Pour le Parlement européen, le compte n’y est pas. Les eurodéputés se sont prononcés pour une augmentation du taux des dépenses à 1,3% du RNB, seul à même de permettre, selon eux, à l’UE de remplir les missions qui lui sont assignées et en particulier de faire face à celles qui ont été ajoutées (ce que le PE appelle « additional responsabilités » dans les domaines de l’union économique et monétaire, du numérique, de la politique migratoire…). Or la commission du budget du Parlement  relève d’importantes coupes budgétaires afin d’ouvrir un espace de négociation entre les états. Parmi les grandes politiques communautaires, la politique de cohésion et la Politique Agricole Commune (au grand dam de la France) en font les frais. D’autres politiques ne se voient pas  accordés les crédits nécessaires pour être menées à bien : politique d’asile, politique de voisinage, contrôle des frontières, changement climatique, programme spatial, Erasmus, Invest UE…Seul échappe à ces économies drastiques le nouveau mécanisme pour une transition juste prévu dans le cadre du Pacte vert présenté par la Commission européenne von der Leyen.

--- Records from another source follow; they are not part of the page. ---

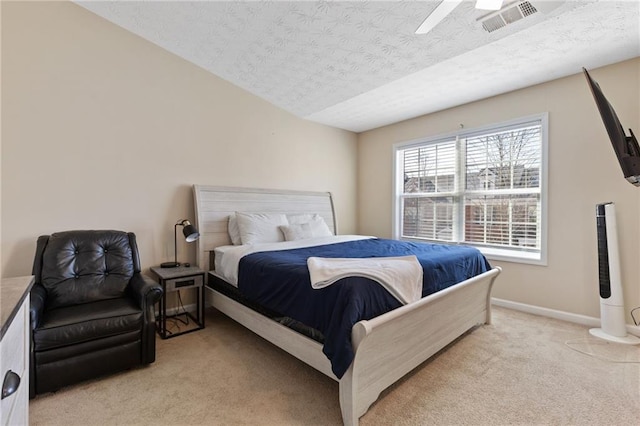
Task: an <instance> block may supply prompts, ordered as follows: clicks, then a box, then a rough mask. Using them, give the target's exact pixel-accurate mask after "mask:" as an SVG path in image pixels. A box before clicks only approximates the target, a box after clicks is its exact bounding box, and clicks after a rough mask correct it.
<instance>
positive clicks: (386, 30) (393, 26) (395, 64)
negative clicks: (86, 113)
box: [77, 0, 640, 132]
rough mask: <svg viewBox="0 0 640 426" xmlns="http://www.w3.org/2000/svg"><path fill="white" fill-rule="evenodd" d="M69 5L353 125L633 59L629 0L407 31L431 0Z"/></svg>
mask: <svg viewBox="0 0 640 426" xmlns="http://www.w3.org/2000/svg"><path fill="white" fill-rule="evenodd" d="M530 1H531V3H533V4H534V5H536V4H539V3H540V0H538V1H537V2H536V0H530ZM544 1H545V0H543V2H544ZM77 3H78V4H79V5H81V6H83V7H85V8H87V9H88V10H91V11H92V12H94V13H96V14H98V15H100V16H102V17H104V18H105V19H107V20H109V21H111V22H113V23H115V24H117V25H119V26H121V27H123V28H125V29H127V30H129V31H131V32H133V33H135V34H137V35H139V36H141V37H143V38H145V39H147V40H149V41H151V42H153V43H155V44H157V45H159V46H161V47H163V48H165V49H166V50H168V51H170V52H172V53H174V54H176V55H178V56H180V57H182V58H184V59H186V60H188V61H191V62H193V63H195V64H197V65H199V66H200V67H202V68H204V69H206V70H208V71H210V72H212V73H213V74H215V75H217V76H219V77H221V78H223V79H225V80H227V81H230V82H232V83H234V84H236V85H237V86H239V87H242V88H243V89H245V90H247V91H249V92H251V93H253V94H255V95H257V96H259V97H261V98H263V99H265V100H267V101H269V102H271V103H272V104H274V105H277V106H279V107H281V108H283V109H285V110H288V111H290V112H291V113H293V114H295V115H297V116H300V117H303V118H307V119H309V120H313V121H316V122H319V123H323V124H327V125H330V126H334V127H339V128H343V129H347V130H352V131H355V132H361V131H365V130H369V129H373V128H376V127H380V126H383V125H386V124H390V123H394V122H398V121H401V120H405V119H408V118H412V117H416V116H419V115H423V114H426V113H430V112H434V111H438V110H442V109H445V108H449V107H453V106H456V105H460V104H463V103H467V102H471V101H474V100H478V99H482V98H486V97H488V96H493V95H497V94H500V93H505V92H508V91H511V90H515V89H518V88H522V87H526V86H530V85H533V84H537V83H541V82H544V81H549V80H552V79H556V78H559V77H563V76H567V75H571V74H575V73H577V72H579V71H580V70H581V67H583V66H584V67H587V68H588V69H591V68H595V67H599V66H603V65H606V64H610V63H614V62H619V61H622V60H625V59H629V58H633V57H637V56H640V2H639V1H638V0H632V1H631V0H630V1H608V0H581V1H577V0H574V1H562V2H560V1H556V2H547V3H552V4H556V5H558V4H559V6H558V7H556V8H553V9H552V10H551V11H549V12H547V13H542V12H540V13H536V14H534V15H531V16H529V17H527V18H524V19H522V20H520V21H517V22H515V23H514V24H512V25H509V26H507V27H504V28H502V29H499V30H497V31H494V32H492V33H487V32H486V31H484V30H483V29H482V27H481V25H480V23H479V22H477V21H476V19H477V18H478V17H480V16H481V15H483V14H486V13H487V12H486V11H484V12H481V11H478V10H476V9H475V7H474V4H475V1H465V2H463V3H462V4H461V5H460V6H458V7H457V8H456V9H455V10H454V11H453V12H452V13H451V14H450V15H449V16H448V17H447V18H445V20H443V21H442V22H441V23H440V24H439V25H438V26H436V27H435V28H434V29H433V30H432V31H431V32H430V33H428V34H424V35H416V34H414V32H415V30H416V29H417V28H418V26H419V25H420V23H421V22H422V21H423V20H424V19H425V18H426V17H427V16H428V15H429V13H430V12H431V11H432V10H433V9H434V8H435V7H436V6H437V5H438V4H439V3H440V1H430V0H427V1H394V2H386V1H366V2H365V1H354V2H342V1H251V2H244V1H243V2H240V1H234V2H220V1H196V2H189V1H160V2H155V1H138V2H136V1H126V2H123V1H107V2H104V1H95V2H94V1H92V2H77ZM506 3H507V2H505V4H506Z"/></svg>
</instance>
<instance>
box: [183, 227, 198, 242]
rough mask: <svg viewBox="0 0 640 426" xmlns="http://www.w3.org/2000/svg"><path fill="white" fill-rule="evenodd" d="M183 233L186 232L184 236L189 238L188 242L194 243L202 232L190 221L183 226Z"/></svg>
mask: <svg viewBox="0 0 640 426" xmlns="http://www.w3.org/2000/svg"><path fill="white" fill-rule="evenodd" d="M187 223H188V222H187ZM182 233H183V234H184V238H185V240H187V242H188V243H192V242H194V241H195V240H197V239H198V238H200V233H199V232H198V230H197V229H196V227H195V226H193V225H192V224H190V223H189V224H188V225H185V227H184V228H182Z"/></svg>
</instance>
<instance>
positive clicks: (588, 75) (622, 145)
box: [582, 68, 640, 186]
mask: <svg viewBox="0 0 640 426" xmlns="http://www.w3.org/2000/svg"><path fill="white" fill-rule="evenodd" d="M582 71H584V75H585V77H586V78H587V82H588V83H589V87H590V88H591V93H592V94H593V99H595V101H596V105H598V110H599V111H600V116H601V117H602V121H603V122H604V127H605V128H606V129H607V133H608V134H609V139H611V145H612V146H613V150H614V151H615V153H616V156H617V157H618V162H619V163H620V167H621V168H622V174H624V177H625V178H626V179H627V180H628V181H629V182H630V183H632V184H633V185H635V186H640V147H639V146H638V140H637V139H636V137H635V136H634V134H633V131H632V130H631V129H629V133H630V134H631V136H627V135H626V134H625V133H624V128H623V127H622V124H620V120H619V119H618V116H617V115H616V112H615V110H614V109H613V107H612V106H611V104H610V103H609V101H607V98H606V97H605V96H604V94H603V93H602V90H601V89H600V86H599V85H598V83H597V82H595V81H594V80H593V79H592V78H591V76H590V75H589V73H588V72H587V70H586V69H584V68H582Z"/></svg>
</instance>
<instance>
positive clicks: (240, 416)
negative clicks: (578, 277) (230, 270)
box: [29, 308, 640, 426]
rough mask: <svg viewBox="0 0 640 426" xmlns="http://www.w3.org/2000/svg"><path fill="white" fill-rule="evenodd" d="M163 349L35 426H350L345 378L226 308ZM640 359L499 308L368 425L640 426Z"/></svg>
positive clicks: (387, 396) (64, 388)
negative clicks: (186, 425)
mask: <svg viewBox="0 0 640 426" xmlns="http://www.w3.org/2000/svg"><path fill="white" fill-rule="evenodd" d="M567 342H569V344H567ZM157 343H158V344H157V360H156V362H155V363H154V364H152V365H151V366H149V367H145V368H138V369H134V370H131V371H128V372H124V373H121V374H117V375H114V376H110V377H107V378H103V379H99V380H93V381H90V382H85V383H82V384H78V385H75V386H70V387H67V388H64V389H61V390H59V391H58V392H56V393H50V394H44V395H39V396H38V397H36V398H35V399H34V400H32V401H31V402H30V407H29V412H30V423H31V424H32V425H143V424H154V425H340V424H341V417H340V406H339V402H338V384H337V383H336V382H335V381H333V380H331V379H329V378H327V377H325V376H324V375H322V374H320V373H318V372H317V371H315V370H313V369H312V368H310V367H308V366H306V365H305V364H303V363H302V362H300V361H298V360H296V359H295V358H293V357H291V356H289V355H288V354H286V353H284V352H283V351H281V350H280V349H278V348H276V347H275V346H273V345H271V344H270V343H268V342H266V341H264V340H262V339H261V338H259V337H257V336H256V335H255V334H253V333H252V332H250V331H248V330H246V329H244V328H243V327H242V326H240V325H238V324H236V323H235V322H233V321H232V320H230V319H228V318H227V317H225V316H224V315H222V314H220V313H218V312H217V311H214V310H210V311H208V312H207V324H206V328H205V329H204V330H200V331H196V332H193V333H190V334H185V335H182V336H178V337H175V338H173V339H169V340H160V339H158V342H157ZM574 349H575V350H574ZM578 351H582V352H590V353H595V354H596V356H589V355H585V354H583V353H581V352H578ZM639 362H640V347H639V346H625V345H620V344H614V343H607V342H604V341H602V340H599V339H596V338H593V337H590V336H589V334H588V330H587V328H586V327H582V326H578V325H575V324H570V323H566V322H562V321H557V320H553V319H548V318H543V317H538V316H534V315H529V314H524V313H521V312H516V311H512V310H508V309H503V308H494V311H493V324H492V325H488V326H482V327H479V328H476V329H475V330H473V331H472V332H471V333H468V334H467V335H465V336H463V337H462V338H461V339H459V340H458V341H457V342H454V344H452V345H450V346H449V347H448V348H446V349H445V350H443V351H441V352H440V353H439V354H437V355H436V356H434V357H432V358H431V359H430V360H429V361H427V362H426V363H424V364H422V365H421V366H419V367H418V368H417V369H415V370H414V371H413V372H411V373H410V374H409V375H408V376H406V377H405V378H404V379H402V380H401V381H400V382H398V383H396V384H395V385H393V386H392V387H390V388H389V389H387V390H386V391H385V392H383V393H382V395H381V396H380V398H379V399H378V401H377V402H376V403H375V404H374V405H373V406H372V407H371V408H370V409H369V411H368V412H367V413H366V414H365V415H364V416H363V417H362V418H361V419H360V424H361V425H363V426H368V425H625V426H627V425H638V424H640V364H639Z"/></svg>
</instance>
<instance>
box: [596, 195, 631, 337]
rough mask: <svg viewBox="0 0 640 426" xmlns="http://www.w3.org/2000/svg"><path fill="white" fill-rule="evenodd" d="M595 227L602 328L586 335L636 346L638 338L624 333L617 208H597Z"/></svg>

Au final, le projet de la présidence du Conseil s’éloigne beaucoup de ce que souhaite le Parlement européen qui demande le maintien des crédits de la politique de cohésion et de la PAC, et des investissements supplémentaires en faveur de la jeunesse, de la recherche, de l’environnement et du climat, des PME, de l’économie du numérique, de la politique sociale.


Les états doivent approuver à l’unanimité le CFP. Mais le Parlement européen doit également donner son approbation. S’il rejette la position du Conseil, le CFP ne peut pas entrer en application. Dans ce cas, les dispositions de la dernière année du CFP précédent continuent de s’appliquer jusqu’à l’adoption du nouveau ( article 312 du traité sur le fonctionnement de l’Union européenne).